Mit der Ankündigung einer "Nachttanz-Demonstration" hatten die Atomkraftgegner zahlreiche Medienvertreter auf den Festplatz des Karlsruher Stadtteils Neureut gelockt. Doch statt Nachttanz war kurz vor Mitternacht ein Nachtmarsch im Eiltempo angesagt, an dem sich rund 700 zumeist jugendliche Demonstranten beteiligten. Über dunkle Wege und Wiesen mit Kaninchenlöchern trieb ein unsichtbarer Impresario die Menge per Megaphon voran: "Wir gehen zügig in Richtung Atomausstieg", und bekam aus der Menge zur Antwort: "Hey, das ist aber ein weiter Weg!"
An einer Engstelle unter den Wohnhäusern angekommen und von der Polizei bereits mit Flutlichtmasten erwartet, hielt die gelöste Stimmung auch auf den Gleisen an. Mit Sprechchören, Gesängen und lauten Einlagen einer Trommlergruppe machten die Demonstranten ihrem Anliegen Luft und erklärten Medienvertretern den aus ihrer Sicht gefährlichen und sinnlosen Atommülltransport.
Er war aus Sicht der Bundesregierung nötig, um den Atommüll aus der stillgelegten atomaren Wiederaufbereitungsanlage knapp zehn Kilometer nördlich von Karlsruhe in das Zwischenlager Lubmin bei Greifswald in Mecklenburg-Vorpommern zu transportieren. Der in Karlsruhe "Atomsuppe" genannte flüssige Müll war zwischen 1971 und 1990 in der bundeseigenen Pilotanlage bei der Wiederaufbereitung abgebrannter Kernstäbe angefallen und in Glas eingeschmolzen worden.
Dass der Müll nun auf eine 800 Kilometer lange Reise geht und wieder nur in einem Zwischenlager landet, sei nichts als Aktivismus, der bemänteln soll, dass die Endlagerung atomaren Mülls weiter ungelöst ist, kritisierten die Demonstranten.

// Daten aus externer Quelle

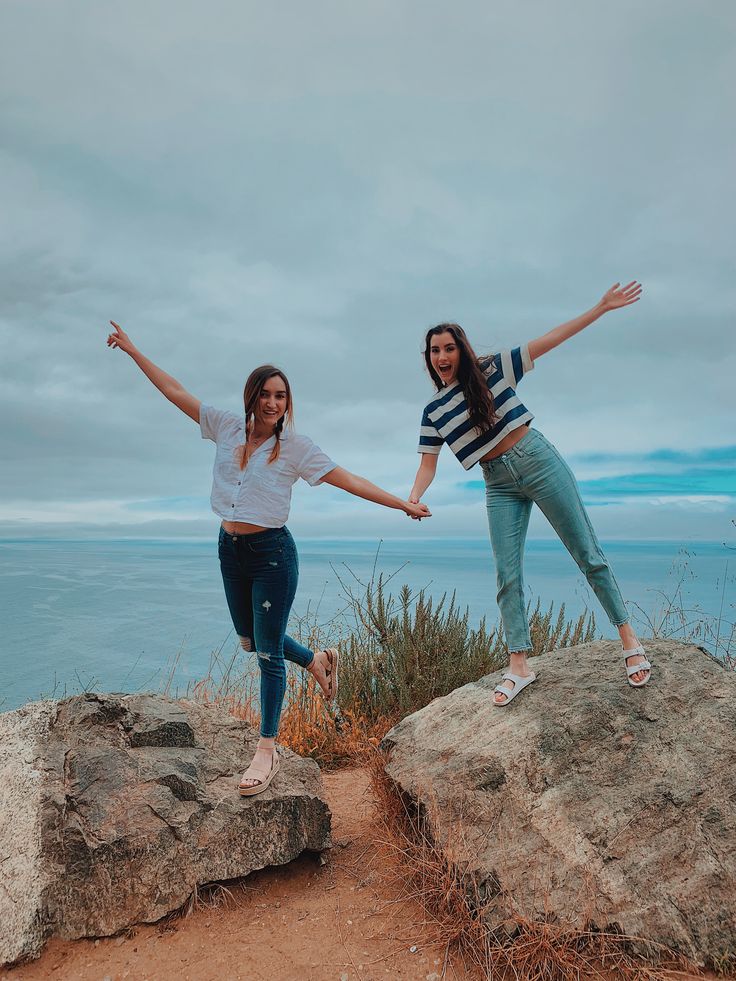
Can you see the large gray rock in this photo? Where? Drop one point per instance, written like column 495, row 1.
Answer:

Mitten auf den Gleisen saßen auch einige 17-jährige Schülerinnen, die ohne Wissen der Eltern aus dem knapp 70 Kilometer entfernten Bad Dürkheim angereist waren und sich nun ein wenig sorgten, ob sie womöglich allzu robust von der Polizei weggetragen würden.
Doch die umsichtig agierenden Beamten ließen rund 350 Blockierer zunächst mehr als eine Stunde sitzen, damit sie sich auch physisch abkühlten. Erst gegen zwei Uhr am frühen Morgen traten die Polizisten in einer langen Reihe an und fragten zunächst jeden der Blockierer höflich, ob er weggetragen werden wolle oder doch lieber auf eigenen Beinen das Gleisbett verlassen werde.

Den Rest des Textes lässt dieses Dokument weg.